Gremlin · 機械を壊す妖怪 — 現代技術時代のいたずら者

グレムリン(英語Gremlin)は機械と装置を密かに故障せしむる小さくて狡猾なる二十世紀現代の妖怪にて 産業技術文明が生みたる最も新しき形態の妖怪正典図像である。語源は明確ならざるも — 千九百二十年代英国空軍(RAF)の航空機操縦士と整備兵の間の軍隊俚語に由来し 千九百二十九年四月英国航空雑誌エアロプレイン(The Aeroplane)に初めて活字化されたる — 千九百三十年から四十年代の両次世界大戦時期RAFにて原因不明の航空機故障を起こす不可視の存在として語られて定着した。
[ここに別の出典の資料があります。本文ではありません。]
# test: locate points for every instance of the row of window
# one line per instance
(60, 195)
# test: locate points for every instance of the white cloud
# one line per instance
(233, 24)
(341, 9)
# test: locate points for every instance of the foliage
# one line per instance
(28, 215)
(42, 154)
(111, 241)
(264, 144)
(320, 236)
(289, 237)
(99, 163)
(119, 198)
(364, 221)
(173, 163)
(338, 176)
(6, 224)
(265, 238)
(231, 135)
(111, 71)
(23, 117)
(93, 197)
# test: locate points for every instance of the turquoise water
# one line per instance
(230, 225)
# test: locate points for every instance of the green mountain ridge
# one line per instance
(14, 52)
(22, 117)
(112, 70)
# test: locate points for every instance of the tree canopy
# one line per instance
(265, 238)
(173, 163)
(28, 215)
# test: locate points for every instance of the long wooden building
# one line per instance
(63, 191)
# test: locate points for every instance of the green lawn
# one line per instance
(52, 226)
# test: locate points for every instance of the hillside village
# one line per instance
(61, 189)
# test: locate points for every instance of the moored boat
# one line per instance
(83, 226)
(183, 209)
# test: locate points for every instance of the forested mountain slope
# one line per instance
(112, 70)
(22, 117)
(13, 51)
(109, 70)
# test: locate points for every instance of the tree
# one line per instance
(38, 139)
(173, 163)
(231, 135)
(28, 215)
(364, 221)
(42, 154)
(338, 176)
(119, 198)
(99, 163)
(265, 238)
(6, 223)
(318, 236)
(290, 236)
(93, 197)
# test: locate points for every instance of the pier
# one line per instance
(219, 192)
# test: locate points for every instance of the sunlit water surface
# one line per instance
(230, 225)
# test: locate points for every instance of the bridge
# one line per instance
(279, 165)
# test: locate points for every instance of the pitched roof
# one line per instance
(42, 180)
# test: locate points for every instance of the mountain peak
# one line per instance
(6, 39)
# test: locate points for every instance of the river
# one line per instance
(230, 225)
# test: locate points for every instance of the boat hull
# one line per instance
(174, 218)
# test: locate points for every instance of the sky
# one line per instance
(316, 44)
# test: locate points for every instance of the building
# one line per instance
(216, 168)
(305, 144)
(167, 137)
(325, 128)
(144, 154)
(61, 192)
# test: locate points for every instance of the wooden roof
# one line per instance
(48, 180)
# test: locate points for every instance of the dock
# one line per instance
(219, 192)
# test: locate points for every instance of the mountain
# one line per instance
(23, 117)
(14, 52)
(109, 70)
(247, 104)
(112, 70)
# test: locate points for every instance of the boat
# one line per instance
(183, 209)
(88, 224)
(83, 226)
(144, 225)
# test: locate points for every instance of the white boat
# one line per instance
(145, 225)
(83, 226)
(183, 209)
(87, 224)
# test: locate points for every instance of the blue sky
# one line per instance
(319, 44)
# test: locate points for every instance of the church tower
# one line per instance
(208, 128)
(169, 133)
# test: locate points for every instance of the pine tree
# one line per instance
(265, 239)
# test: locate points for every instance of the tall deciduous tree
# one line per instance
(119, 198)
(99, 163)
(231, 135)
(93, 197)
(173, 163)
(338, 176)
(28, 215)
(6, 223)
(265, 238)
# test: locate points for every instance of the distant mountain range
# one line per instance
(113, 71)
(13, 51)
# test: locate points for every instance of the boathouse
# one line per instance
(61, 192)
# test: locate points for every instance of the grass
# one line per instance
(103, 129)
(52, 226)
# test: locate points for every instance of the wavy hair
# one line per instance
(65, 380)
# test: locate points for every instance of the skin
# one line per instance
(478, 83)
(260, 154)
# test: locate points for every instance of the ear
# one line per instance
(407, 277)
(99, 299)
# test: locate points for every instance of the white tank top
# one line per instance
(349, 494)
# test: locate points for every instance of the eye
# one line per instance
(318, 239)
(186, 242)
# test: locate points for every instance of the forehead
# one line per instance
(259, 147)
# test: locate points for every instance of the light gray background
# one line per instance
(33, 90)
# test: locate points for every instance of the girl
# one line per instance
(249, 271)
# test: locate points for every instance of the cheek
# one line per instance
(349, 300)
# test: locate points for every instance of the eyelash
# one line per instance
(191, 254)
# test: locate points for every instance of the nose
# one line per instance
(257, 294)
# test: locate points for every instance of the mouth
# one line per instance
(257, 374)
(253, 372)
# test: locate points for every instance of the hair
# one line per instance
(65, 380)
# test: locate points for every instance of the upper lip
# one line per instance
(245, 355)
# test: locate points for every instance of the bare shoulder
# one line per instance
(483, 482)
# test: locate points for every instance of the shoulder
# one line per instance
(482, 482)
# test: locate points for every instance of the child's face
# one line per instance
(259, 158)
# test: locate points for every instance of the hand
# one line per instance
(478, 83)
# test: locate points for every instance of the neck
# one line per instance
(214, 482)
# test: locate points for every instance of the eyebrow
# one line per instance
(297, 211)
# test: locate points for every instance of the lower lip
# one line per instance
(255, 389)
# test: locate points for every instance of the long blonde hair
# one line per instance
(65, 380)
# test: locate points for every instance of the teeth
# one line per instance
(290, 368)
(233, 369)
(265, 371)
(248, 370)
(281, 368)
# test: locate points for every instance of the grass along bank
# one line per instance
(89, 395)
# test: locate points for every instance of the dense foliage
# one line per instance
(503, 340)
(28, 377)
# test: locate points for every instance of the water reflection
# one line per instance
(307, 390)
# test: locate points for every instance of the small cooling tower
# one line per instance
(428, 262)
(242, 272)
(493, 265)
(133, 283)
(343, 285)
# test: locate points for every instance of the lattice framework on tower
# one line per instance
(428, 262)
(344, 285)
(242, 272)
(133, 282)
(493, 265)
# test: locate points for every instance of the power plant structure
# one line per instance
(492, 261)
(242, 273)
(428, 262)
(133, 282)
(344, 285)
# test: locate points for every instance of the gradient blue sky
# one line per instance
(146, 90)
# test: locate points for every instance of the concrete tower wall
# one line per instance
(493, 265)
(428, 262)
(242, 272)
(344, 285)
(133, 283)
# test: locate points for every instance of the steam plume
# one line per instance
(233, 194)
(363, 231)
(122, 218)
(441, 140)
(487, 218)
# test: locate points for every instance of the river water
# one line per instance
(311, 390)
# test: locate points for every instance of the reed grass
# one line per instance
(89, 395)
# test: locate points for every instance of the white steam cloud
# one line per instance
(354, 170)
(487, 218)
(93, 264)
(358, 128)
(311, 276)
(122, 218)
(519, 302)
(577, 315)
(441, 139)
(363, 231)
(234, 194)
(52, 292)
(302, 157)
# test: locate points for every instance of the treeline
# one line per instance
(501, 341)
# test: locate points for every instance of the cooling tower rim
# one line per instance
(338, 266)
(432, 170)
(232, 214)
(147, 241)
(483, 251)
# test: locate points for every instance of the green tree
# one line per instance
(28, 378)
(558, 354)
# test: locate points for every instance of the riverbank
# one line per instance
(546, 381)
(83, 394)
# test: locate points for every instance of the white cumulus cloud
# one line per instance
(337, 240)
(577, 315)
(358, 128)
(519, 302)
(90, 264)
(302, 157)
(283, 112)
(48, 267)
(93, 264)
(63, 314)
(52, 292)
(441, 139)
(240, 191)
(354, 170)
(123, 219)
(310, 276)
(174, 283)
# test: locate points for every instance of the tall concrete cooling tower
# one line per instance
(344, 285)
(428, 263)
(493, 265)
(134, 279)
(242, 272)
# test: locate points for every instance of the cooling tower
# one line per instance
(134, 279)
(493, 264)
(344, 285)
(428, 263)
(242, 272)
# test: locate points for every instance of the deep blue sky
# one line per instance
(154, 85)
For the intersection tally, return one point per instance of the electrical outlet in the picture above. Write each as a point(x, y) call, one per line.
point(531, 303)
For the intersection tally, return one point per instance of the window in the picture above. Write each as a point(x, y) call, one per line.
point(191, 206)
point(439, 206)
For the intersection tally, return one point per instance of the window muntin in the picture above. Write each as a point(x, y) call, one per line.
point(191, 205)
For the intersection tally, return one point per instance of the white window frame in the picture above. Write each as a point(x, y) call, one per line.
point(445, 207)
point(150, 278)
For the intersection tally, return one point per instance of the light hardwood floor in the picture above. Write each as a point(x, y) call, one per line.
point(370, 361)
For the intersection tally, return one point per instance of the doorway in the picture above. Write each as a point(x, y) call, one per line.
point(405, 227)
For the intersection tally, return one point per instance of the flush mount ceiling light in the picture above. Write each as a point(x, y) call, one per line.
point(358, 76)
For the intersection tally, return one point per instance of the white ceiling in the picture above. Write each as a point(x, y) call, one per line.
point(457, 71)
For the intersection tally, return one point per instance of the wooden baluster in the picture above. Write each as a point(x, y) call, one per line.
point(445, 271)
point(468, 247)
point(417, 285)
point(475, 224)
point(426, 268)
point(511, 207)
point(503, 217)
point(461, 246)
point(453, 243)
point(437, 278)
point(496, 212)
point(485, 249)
最も決定的なる文献は千九百四十三年四月ノルウェー出身の英国空軍操縦士ロアルド・ダール(Roald Dahl 千九百十六年から千九百九十年)が出版したる初の童話グレムリン(The Gremlins) — ウォルト・ディズニーが直接挿絵を担当しディズニーが製作したる史上初の絵本 — がグレムリン図像の大衆的正典を確立した。千九百六十三年十月十一日CBS環状特急(The Twilight Zone)シーズン五エピソード二万フィート上空の悪夢(Nightmare at 20,000 Feet)にウィリアム・シャトナー(William Shatner)主演にて飛行機翼上のグレムリンが登場した事件が米国TV正典を確立し 千九百八十四年六月八日公開ジョー・ダンテ(Joe Dante)監督の映画グレムリン(Gremlins クリス・コロンバス脚本 スティーヴン・スピルバーグ製作)が二十一世紀グレムリン図像の決定的大衆正典を完成させた。